Le thème de In der Welt sein fait, par ailleurs, une des possibilités de poser la question du pouvoir comme exercice de pratique concrète visant à transformer les sujets ou l’individu en objets de pouvoir. Ce processus de subjectivation que tu as analysé et [mot indistinct] tout là-dedans implique dans un dehors, commence finalement [162 :00] à s’éclairer et en vertu de cette reconnaissance de la spatialité au sens large de la part des tenants d’une certaine phénoménologie.[22]
En ce qui concerne maintenant le pouvoir, il est selon Foucault le producteur de pratiques [mot indistinct] d’une part, et d’autre part, il ne se justifie pas n’importe comment. Il y a indissolublement l’exercice du pouvoir ; c’est le fait qu’il se conforme à certaines règles canoniques du pouvoir. Alors, la question que je voudrais poser, ça serait premièrement, comment échapper à cette canonique ou à toute canonique s’il faut y échapper à tout prix, et deuxièmement, si nous acheminons [163 :00] vers une réduction de la pathologie, de ce qui Foucault appelle lui-même pathologie ou excès du pouvoir ? Peut-être cette réduction équivaudrait un rétrécissement du champ de rationalisation que Foucault suggère lui-même dans un texte paru récemment.

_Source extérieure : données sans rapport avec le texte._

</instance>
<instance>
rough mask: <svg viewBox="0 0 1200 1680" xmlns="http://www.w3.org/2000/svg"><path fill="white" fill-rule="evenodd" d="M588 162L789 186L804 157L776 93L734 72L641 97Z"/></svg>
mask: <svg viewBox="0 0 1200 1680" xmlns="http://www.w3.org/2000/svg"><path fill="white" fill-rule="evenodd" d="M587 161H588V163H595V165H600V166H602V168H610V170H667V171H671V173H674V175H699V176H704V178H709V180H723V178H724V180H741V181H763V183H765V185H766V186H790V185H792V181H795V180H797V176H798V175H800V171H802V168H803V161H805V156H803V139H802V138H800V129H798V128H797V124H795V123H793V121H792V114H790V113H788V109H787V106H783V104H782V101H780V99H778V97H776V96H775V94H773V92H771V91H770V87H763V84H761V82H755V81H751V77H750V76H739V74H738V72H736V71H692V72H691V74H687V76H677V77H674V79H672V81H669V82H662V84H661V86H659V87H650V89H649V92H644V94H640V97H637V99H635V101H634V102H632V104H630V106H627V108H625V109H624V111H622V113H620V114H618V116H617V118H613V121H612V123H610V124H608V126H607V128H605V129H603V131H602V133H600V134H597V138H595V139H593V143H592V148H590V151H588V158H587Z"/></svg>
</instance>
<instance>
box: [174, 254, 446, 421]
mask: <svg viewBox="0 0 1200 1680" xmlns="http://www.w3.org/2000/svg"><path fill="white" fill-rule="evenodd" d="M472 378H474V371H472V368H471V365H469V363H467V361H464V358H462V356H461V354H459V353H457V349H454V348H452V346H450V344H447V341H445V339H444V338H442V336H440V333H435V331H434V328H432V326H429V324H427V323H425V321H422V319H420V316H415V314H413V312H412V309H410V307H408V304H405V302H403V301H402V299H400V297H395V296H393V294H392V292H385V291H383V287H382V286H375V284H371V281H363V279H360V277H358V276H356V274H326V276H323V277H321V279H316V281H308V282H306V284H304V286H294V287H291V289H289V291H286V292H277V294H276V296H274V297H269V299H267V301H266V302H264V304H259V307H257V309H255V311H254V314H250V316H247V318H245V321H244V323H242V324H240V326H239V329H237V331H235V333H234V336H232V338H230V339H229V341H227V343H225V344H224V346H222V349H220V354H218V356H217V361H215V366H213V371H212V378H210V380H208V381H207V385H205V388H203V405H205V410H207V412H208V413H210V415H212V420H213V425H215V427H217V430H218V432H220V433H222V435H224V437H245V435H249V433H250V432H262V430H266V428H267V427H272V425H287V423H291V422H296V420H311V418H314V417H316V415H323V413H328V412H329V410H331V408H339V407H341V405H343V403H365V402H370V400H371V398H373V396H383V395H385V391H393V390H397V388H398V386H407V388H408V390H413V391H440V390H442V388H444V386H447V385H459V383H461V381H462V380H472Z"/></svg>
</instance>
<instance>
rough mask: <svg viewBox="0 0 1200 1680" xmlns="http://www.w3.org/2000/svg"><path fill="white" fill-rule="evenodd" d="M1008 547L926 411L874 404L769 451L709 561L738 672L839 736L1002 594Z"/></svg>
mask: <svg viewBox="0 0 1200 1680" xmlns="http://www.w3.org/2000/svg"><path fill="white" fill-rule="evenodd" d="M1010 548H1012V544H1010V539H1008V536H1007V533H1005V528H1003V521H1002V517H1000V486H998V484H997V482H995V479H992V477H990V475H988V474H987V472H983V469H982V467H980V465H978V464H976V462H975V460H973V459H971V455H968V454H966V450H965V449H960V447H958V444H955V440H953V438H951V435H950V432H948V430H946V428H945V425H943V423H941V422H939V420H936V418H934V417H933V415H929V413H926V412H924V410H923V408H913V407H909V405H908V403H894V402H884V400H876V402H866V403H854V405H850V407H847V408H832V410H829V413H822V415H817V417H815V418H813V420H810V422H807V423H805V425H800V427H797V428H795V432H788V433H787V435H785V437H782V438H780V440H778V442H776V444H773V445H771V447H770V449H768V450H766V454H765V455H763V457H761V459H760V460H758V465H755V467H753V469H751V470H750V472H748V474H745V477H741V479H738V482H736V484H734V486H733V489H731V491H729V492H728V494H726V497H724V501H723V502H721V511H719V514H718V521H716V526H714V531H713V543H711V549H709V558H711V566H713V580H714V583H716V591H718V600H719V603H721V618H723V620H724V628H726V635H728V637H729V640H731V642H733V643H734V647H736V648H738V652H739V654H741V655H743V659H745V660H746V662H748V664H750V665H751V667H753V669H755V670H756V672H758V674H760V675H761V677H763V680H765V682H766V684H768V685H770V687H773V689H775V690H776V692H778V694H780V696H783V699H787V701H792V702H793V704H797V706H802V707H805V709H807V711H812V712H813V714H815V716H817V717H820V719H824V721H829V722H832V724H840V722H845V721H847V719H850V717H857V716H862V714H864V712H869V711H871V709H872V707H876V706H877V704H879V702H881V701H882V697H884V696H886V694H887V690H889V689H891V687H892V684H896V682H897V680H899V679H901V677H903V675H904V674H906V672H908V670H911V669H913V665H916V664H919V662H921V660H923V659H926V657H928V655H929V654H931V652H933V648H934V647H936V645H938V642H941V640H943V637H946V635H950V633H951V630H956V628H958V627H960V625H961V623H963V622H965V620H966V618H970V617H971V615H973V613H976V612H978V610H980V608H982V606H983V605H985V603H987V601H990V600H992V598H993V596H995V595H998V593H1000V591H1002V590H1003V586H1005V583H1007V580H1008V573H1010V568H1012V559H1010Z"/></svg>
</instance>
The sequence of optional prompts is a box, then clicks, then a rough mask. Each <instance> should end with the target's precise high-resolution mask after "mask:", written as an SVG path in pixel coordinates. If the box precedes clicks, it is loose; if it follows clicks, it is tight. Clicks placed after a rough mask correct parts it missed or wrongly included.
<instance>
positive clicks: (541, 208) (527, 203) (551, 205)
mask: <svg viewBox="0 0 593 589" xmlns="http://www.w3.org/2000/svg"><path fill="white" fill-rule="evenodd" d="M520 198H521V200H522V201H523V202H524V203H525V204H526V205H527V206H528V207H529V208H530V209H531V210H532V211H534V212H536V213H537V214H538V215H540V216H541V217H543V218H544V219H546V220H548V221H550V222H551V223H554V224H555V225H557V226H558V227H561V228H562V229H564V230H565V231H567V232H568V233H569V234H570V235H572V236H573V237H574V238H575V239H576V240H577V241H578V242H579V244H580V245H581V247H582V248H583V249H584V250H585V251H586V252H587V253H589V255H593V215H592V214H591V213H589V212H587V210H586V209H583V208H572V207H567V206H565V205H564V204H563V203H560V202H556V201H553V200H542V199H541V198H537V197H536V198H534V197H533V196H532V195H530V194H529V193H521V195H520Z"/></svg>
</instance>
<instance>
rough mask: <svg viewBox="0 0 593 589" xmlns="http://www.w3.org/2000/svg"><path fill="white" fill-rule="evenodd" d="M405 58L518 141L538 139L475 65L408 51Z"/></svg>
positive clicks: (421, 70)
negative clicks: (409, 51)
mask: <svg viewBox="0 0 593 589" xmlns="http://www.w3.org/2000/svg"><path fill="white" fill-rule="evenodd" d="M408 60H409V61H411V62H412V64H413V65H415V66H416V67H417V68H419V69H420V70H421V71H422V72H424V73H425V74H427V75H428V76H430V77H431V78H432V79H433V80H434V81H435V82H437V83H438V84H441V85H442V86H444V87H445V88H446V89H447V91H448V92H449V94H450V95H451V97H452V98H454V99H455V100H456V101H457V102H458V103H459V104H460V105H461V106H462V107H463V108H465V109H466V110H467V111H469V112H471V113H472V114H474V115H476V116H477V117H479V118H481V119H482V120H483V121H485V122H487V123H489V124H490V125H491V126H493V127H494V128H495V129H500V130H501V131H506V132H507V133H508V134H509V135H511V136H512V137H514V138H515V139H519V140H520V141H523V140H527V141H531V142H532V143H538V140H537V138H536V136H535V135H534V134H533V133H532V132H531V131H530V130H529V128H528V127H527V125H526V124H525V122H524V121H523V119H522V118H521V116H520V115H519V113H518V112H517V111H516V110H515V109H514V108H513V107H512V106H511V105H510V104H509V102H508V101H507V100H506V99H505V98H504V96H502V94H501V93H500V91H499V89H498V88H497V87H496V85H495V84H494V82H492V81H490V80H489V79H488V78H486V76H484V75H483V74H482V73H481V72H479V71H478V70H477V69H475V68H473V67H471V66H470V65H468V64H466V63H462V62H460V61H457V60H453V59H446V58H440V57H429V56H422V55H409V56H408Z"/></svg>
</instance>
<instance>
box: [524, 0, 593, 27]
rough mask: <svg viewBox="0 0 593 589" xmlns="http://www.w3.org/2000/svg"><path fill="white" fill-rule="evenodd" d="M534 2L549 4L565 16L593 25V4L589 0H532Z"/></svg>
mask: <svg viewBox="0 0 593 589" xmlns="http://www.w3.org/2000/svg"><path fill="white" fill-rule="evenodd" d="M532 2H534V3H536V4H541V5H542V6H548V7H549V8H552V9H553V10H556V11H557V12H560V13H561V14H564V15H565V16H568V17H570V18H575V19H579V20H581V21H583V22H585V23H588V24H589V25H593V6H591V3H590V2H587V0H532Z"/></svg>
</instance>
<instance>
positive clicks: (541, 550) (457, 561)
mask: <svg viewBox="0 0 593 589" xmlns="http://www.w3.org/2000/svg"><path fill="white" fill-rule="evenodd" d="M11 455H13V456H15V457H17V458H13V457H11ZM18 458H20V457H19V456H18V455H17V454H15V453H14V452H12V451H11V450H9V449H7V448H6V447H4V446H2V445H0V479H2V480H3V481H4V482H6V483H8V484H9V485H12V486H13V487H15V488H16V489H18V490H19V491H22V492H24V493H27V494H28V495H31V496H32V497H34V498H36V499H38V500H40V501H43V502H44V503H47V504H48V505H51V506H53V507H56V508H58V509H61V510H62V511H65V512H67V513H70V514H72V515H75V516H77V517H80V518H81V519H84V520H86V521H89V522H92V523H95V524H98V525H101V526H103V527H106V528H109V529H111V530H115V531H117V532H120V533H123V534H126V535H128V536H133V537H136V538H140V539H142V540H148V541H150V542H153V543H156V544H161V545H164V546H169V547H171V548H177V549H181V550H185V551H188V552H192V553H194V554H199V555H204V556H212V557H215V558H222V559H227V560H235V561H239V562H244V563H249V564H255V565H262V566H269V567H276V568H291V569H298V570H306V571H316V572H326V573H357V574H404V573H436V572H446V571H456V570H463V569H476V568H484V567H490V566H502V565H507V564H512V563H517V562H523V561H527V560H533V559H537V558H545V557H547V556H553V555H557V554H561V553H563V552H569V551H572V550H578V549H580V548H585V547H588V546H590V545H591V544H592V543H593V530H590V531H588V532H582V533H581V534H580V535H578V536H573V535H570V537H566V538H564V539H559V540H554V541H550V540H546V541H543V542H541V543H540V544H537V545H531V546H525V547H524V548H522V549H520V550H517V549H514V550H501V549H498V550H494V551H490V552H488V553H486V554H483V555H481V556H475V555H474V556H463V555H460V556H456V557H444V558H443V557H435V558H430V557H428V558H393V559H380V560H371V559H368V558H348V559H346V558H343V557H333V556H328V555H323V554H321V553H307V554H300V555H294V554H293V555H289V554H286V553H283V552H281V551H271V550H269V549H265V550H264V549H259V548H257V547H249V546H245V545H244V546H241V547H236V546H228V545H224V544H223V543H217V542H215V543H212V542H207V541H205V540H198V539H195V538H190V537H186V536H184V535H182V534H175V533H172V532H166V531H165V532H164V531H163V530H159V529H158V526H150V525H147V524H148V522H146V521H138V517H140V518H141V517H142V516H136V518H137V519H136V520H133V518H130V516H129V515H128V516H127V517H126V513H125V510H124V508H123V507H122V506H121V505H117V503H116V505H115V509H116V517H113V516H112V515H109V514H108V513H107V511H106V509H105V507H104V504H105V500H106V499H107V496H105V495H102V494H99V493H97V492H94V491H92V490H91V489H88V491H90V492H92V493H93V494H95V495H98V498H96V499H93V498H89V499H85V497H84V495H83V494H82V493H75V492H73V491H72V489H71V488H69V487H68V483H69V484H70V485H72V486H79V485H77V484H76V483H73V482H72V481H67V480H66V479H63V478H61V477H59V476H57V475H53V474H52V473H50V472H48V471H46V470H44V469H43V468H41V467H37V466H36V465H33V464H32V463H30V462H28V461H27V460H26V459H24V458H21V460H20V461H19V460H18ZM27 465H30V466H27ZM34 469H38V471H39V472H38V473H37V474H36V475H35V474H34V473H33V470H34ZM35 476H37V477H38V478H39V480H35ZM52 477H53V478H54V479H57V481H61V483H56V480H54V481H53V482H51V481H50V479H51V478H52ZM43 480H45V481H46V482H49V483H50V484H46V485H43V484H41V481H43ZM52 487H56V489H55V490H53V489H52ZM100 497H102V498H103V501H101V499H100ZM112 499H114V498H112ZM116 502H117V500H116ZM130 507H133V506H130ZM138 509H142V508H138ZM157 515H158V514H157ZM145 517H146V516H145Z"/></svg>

Deleuze : Moi je crois que pour la dernière question, c’est exactement la question que l’on avait choisie pour finir, puisque nous n’en avons pas de réponse. Ce qu’on peut dire, c’est que, en gros, ce qu’on peut dire de manière très sommaire, c’est que la zone de subjectivation, c’est-à-dire cette opération que Foucault présente comme celle du pli mais que, à mon avis, on a parlé, là, on peut concevoir autrement. Mais enfin, cette zone de subjectivation est en elle-même [164 :00] indépendante du pouvoir. Ça veut dire quoi ? Ça veut dire : ce n’est jamais le pouvoir qui la crée. Le pouvoir commence et finit dans les rapports d’une force avec une autre force. Dès qu’il y a subjectivation, on est hors du pouvoir. Voilà, ça c’est la première proposition. Se gouverner soi-même, à mon gré, en tout cas, dans ma lecture, ne fait pas partie du pouvoir. La preuve, c’est que le pouvoir opère par règles contraignantes ; se gouverner soi-même est une règle facultative de l’homme libre. Bon.
Deuxième point. Là-dessus, il est vrai, et c’est ça qui te donne entièrement raison, que dès qu’une zone de subjectivation est créée, le pouvoir ne cesse de la pénétrer et de s’en emparer, et de se l’asservir, [165 :00] ça, bon. Et, il faudra qu’il forme de nouveaux rapports de forces. Par exemple, la subjectivité chrétienne apparaissante, il faudra de nouveaux rapports de forces de type pastoral entre le prêtre et le troupeau, pour assimiler et assujettir à de nouvelles formes de pouvoir cette nouvelle subjectivation. Donc, à chaque fois, la zone de subjectivation se fait récupérer par des instances de pouvoir.
Troisième point, ceci étant dit très abstraitement, chaque fois que la zone de subjectivation se fait repérer… récupérer par des centres de pouvoir, des nouveaux modes de subjectivation se creusent. [166 :00] Bien. Si j’ai bien compris ta question, c’est, est-ce qu’on peut dire, par exemple, que aujourd’hui, bien plus, le pouvoir est devenu de telle sorte que parfois il devance, il crée ses propres subjectivations. Comment ignorer, si vous voulez, que le fascisme a supposé certains processus de subjectivation en Allemagne, qui étaient la subjectivation de la défaite de 1918, ça qui ont préfiguré le fascisme, le fascisme a foncé dans ces processus de subjectivation et a dressé lui-même, et a discipliné lui-même, une nouvelle subjectivité qui était la subjectivité fasciste, et qui a été un événement mondial dans le domaine des processus de subjectivation, et qui était pour une part organisée par le pouvoir, pour une autre part qui se formait [167 :00] selon un processus de subjectivation particulier à telle époque, à tel moment. C’est donc très compliqué.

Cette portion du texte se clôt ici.